Lady in the Mist - Laurie Alice Eakes [93]
Maybe not cut her skin, but he would break her heart. She couldn’t respond.
He shook his head. “We still need to have that cose.”
“Cose?” She didn’t know the word.
“Talk. Chat. After we eat, please.”
“Of course.” She felt a little hunger now. “Patience is waiting for the crabs. We can cook them and bring them back down here.” She smiled. “Since our alfresco meal was ruined, we may eat all of these ourselves.”
“We still have the strawberries.” His voice had grown rough.
Tabitha glanced at him and her mouth went dry. He was looking at her lips. “Come—come up to the house. We’ll share the strawberries with Japheth and Patience.”

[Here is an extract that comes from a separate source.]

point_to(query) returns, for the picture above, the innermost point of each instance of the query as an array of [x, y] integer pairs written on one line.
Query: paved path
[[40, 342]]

“Of course.” He headed over the dune, his stride long and loping, covering the ground with an appearance of unhurried grace while moving quickly. His carriage made him appear what he was—a man of rank, privilege, education, and possibly wealth once upon a time. Such men did not carry on more than a flirtation with a woman of her background, however well educated her father. She sullied her hands in her work. She saw the deprivations of human nature. The Eckleses and Blackburns, and all her other relatives who had come from Great Britain to the new world, wouldn’t have associated with the likes of Dominick’s family except as servants. Dominick’s current status didn’t change that. If he’d been American-born, perhaps. But not an Englishman.
Yet she followed him across the sand, as she feared she would follow him anywhere. When he left, she might have to pursue him.
At the moment, he led her to her own kitchen door and Patience and Japheth snapping the first beans of the season.
“We’ve brought you crabs,” Tabitha announced.
Dominick held up the dripping basket. “Just tell me where to put them.”
Patience jumped up so fast she knocked over her chair. “I’ve a pot keeping hot. Just a bit more wood here, and we’ll have a fire hot enough to boil.” She glanced from Tabitha to Dominick. “You look flushed, child. Is everything all right?”
“Yes. Perhaps the sun.”
Or the proximity of the man beside her, smelling of the sea and the sandalwood that sailors brought from the East or rich men purchased from merchants.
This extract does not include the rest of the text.